Thursday, June 18, 2009

MySQL C API

I've been rewriting my code generator in C and utilizing the MySQL C API to insert the codes into the database after they've been generated. I keep rewriting pieces of the code and getting remarkable speed increases. (Moore's law!) Here are some things I've discovered along the way:

  • WRITE TO A MYSQL SOCKET IF YOU CAN. There was a 33% increase in speed between writing to the socket and writing to the TCP stack on 127.0.0.1. I only pointed the MySQL connection to localhost so that I could grab the traffic with wireshark and determine why I was getting some funky SQL (Does anyone know of a DBI trace for the C API? I love using it under Perl...) A 33% speed increase is PHENOMENAL. For those of you not in the know, Unix systems have a filetype known as a "socket" which utilizes a nearly identical system API to the networking stack. It is much faster though since it doesn't have any network overhead (even going through the loopback interface has some network overhead).

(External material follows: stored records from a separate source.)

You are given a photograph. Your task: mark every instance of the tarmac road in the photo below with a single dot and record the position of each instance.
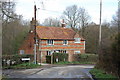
(71, 71)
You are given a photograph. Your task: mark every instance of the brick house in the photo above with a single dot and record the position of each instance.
(53, 39)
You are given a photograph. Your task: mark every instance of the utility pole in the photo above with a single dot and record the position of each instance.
(35, 36)
(100, 22)
(100, 44)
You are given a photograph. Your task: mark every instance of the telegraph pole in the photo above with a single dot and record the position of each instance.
(35, 36)
(100, 22)
(100, 44)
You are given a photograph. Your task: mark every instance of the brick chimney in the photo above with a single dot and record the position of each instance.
(63, 23)
(32, 25)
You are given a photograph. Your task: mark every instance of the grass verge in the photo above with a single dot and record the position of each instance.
(75, 62)
(23, 66)
(102, 75)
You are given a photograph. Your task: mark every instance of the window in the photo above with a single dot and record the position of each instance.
(65, 42)
(50, 42)
(48, 52)
(77, 40)
(64, 51)
(77, 52)
(21, 51)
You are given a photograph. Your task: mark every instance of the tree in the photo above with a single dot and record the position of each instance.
(13, 29)
(76, 17)
(51, 22)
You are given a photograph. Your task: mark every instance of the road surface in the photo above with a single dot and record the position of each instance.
(71, 71)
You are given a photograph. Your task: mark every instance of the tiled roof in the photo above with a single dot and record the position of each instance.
(55, 32)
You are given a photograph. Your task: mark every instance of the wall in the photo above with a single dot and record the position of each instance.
(58, 45)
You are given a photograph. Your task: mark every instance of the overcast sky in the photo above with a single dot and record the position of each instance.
(56, 7)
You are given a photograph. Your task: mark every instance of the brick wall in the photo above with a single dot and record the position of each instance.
(58, 45)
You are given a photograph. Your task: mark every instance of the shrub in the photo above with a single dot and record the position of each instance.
(85, 57)
(60, 56)
(16, 58)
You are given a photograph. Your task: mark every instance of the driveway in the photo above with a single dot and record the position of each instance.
(71, 71)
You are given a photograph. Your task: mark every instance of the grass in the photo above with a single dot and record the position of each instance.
(75, 62)
(23, 66)
(102, 75)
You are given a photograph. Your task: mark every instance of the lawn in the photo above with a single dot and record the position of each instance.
(23, 66)
(99, 74)
(75, 62)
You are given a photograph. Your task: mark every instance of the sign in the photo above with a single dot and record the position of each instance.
(25, 59)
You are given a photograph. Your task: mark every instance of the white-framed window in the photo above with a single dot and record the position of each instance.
(50, 42)
(22, 52)
(77, 52)
(48, 52)
(77, 40)
(64, 51)
(65, 42)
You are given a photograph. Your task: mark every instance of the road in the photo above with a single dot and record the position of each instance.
(71, 71)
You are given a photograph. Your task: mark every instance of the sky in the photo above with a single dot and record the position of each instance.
(55, 8)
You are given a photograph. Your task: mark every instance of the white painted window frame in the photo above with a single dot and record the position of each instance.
(22, 52)
(66, 42)
(50, 44)
(78, 41)
(77, 52)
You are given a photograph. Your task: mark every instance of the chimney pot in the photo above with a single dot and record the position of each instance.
(63, 23)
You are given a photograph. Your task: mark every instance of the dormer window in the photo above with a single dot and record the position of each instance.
(50, 42)
(65, 42)
(77, 40)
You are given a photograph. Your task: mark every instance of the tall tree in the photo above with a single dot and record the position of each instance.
(13, 29)
(51, 22)
(76, 17)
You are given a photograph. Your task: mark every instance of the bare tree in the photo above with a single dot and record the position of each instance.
(51, 22)
(76, 17)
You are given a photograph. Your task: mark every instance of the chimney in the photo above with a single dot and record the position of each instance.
(63, 23)
(32, 25)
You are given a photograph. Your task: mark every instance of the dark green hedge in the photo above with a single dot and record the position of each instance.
(16, 58)
(85, 57)
(48, 59)
(60, 56)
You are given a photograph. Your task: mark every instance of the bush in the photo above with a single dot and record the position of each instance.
(60, 56)
(16, 58)
(48, 59)
(102, 75)
(85, 57)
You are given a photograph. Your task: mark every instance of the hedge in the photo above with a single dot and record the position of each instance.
(15, 58)
(57, 56)
(85, 57)
(60, 56)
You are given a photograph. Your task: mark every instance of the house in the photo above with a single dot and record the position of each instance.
(53, 39)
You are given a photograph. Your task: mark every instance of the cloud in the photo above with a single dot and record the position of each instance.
(56, 7)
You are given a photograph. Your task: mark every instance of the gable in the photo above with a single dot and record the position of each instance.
(54, 33)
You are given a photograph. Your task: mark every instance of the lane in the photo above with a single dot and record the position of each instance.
(71, 71)
(63, 72)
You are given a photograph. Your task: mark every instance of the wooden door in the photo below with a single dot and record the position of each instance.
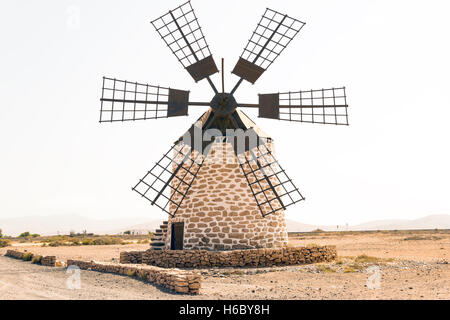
(176, 242)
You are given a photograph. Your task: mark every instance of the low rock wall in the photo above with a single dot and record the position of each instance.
(232, 258)
(180, 281)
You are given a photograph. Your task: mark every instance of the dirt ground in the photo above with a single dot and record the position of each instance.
(382, 265)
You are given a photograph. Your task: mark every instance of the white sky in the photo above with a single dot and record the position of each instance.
(393, 57)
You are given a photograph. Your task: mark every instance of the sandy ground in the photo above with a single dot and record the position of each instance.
(406, 269)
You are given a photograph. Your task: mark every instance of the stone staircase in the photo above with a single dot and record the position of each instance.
(158, 240)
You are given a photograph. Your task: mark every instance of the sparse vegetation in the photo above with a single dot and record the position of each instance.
(36, 259)
(4, 243)
(350, 269)
(367, 259)
(27, 256)
(422, 238)
(24, 234)
(131, 273)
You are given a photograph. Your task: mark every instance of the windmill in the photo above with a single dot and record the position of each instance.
(257, 187)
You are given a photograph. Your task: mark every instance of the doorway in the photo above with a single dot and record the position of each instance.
(177, 235)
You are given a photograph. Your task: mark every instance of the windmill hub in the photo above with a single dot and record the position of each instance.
(223, 104)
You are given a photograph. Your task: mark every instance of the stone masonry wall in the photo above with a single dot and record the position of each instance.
(49, 261)
(134, 257)
(180, 281)
(220, 212)
(236, 258)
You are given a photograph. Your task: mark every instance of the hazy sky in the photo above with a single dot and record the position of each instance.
(393, 57)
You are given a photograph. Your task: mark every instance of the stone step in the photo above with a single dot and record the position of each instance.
(157, 244)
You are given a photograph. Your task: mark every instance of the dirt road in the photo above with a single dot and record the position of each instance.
(23, 280)
(398, 280)
(408, 266)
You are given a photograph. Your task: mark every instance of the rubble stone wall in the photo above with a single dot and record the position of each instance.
(236, 258)
(180, 281)
(134, 257)
(49, 261)
(220, 212)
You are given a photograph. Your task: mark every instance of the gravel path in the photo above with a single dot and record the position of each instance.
(23, 280)
(399, 280)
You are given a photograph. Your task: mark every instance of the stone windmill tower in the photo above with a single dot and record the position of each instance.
(220, 183)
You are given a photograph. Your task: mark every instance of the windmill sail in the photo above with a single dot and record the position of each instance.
(181, 32)
(128, 101)
(272, 35)
(271, 187)
(168, 182)
(324, 106)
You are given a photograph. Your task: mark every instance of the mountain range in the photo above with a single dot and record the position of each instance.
(64, 224)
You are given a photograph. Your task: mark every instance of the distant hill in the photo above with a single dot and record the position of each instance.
(63, 224)
(441, 221)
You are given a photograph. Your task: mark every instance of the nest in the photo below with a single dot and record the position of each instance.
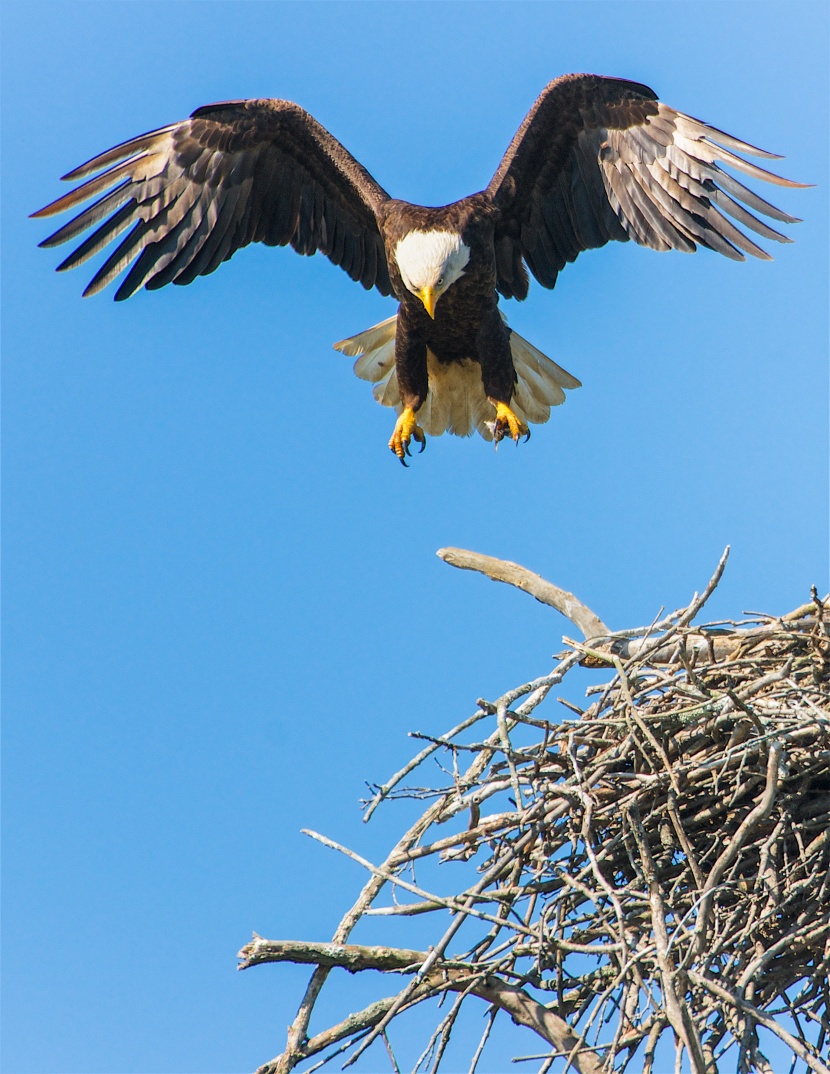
(650, 875)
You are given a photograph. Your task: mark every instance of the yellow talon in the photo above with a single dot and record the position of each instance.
(507, 423)
(406, 430)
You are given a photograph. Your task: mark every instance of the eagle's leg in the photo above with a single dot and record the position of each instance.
(498, 376)
(412, 382)
(406, 431)
(507, 423)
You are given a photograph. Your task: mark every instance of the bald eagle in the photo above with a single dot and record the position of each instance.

  • Use prepared statements, and prepare them as few times as possible. I know, I know... this sounds like a no-brainer if you've ever used DBI under perl. I will tell you though... using prepared statements under MySQL is MUCH harder. You basically have to pass in a pointer address as your bind parameter and then copy your execution values into the pointer's address space. Since the address is passed to the bind once, then the bind parameters are passed to the statement, they can't be updated. I was trying to update the pointer to point to my next code to be inserted, but it had to be a strncpy into the memory space (slow and expensive! but still faster than not using a prepared statement). I finally took the plunge last night and just prepared the statement once and then I pass it around.

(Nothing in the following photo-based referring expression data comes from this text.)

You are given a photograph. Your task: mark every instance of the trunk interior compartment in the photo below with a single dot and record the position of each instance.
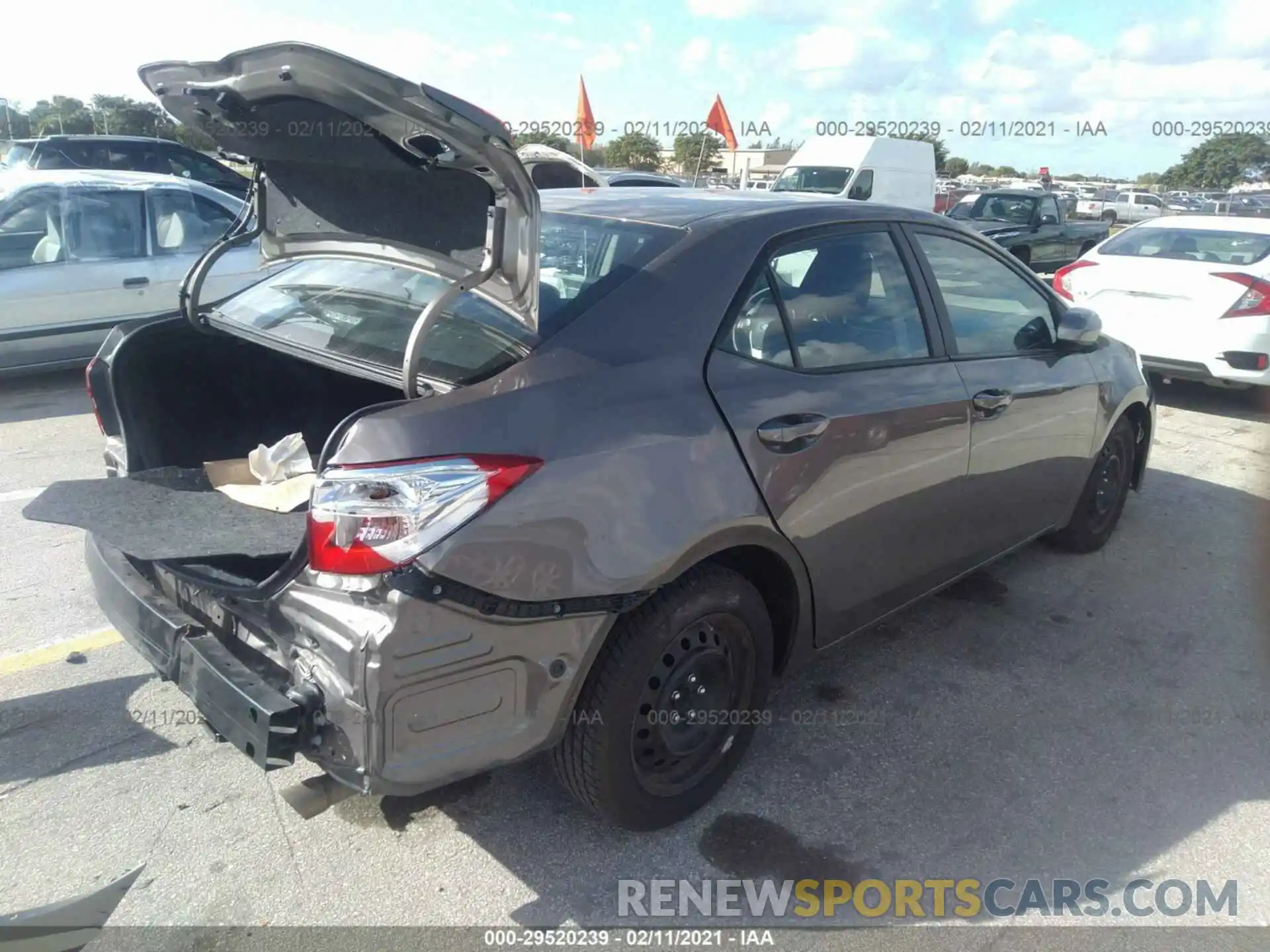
(185, 397)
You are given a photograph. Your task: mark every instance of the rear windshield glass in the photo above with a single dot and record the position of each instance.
(1191, 244)
(813, 178)
(365, 310)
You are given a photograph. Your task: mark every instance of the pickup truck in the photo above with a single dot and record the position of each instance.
(1031, 225)
(1132, 207)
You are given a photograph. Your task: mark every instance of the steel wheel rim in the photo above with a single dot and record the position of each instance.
(691, 703)
(1109, 481)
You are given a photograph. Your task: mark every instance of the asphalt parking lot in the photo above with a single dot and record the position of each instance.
(1058, 716)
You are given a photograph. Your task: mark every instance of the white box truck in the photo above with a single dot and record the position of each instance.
(897, 172)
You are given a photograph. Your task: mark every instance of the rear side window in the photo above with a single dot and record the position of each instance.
(365, 310)
(183, 222)
(192, 165)
(846, 301)
(17, 155)
(105, 225)
(1191, 244)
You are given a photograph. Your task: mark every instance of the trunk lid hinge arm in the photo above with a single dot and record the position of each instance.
(435, 309)
(234, 237)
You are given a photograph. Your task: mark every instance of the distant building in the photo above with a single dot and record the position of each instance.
(762, 163)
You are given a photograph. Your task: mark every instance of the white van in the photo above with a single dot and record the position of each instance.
(897, 172)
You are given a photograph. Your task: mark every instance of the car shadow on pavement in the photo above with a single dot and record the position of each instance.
(1253, 405)
(58, 731)
(1054, 716)
(44, 397)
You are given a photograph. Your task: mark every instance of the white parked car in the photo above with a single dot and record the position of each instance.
(1191, 294)
(83, 251)
(1132, 207)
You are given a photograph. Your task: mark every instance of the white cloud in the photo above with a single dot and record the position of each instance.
(992, 11)
(781, 11)
(603, 60)
(695, 52)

  • Sort your insertions if you're doing a lot of them in a row. Doing the sort before you begin inserting is a great help (10% speed increase for me). The MySQL C API still lacks an "execute_array" piece of functionality. Perl is also lacking this, although the DBI::MySQL driver tricks you into thinking it exists (it still just does a whole bunch of straight inserts... yeck).
There's more, but it'll have to be a later post since I'm getting back to work on it right now.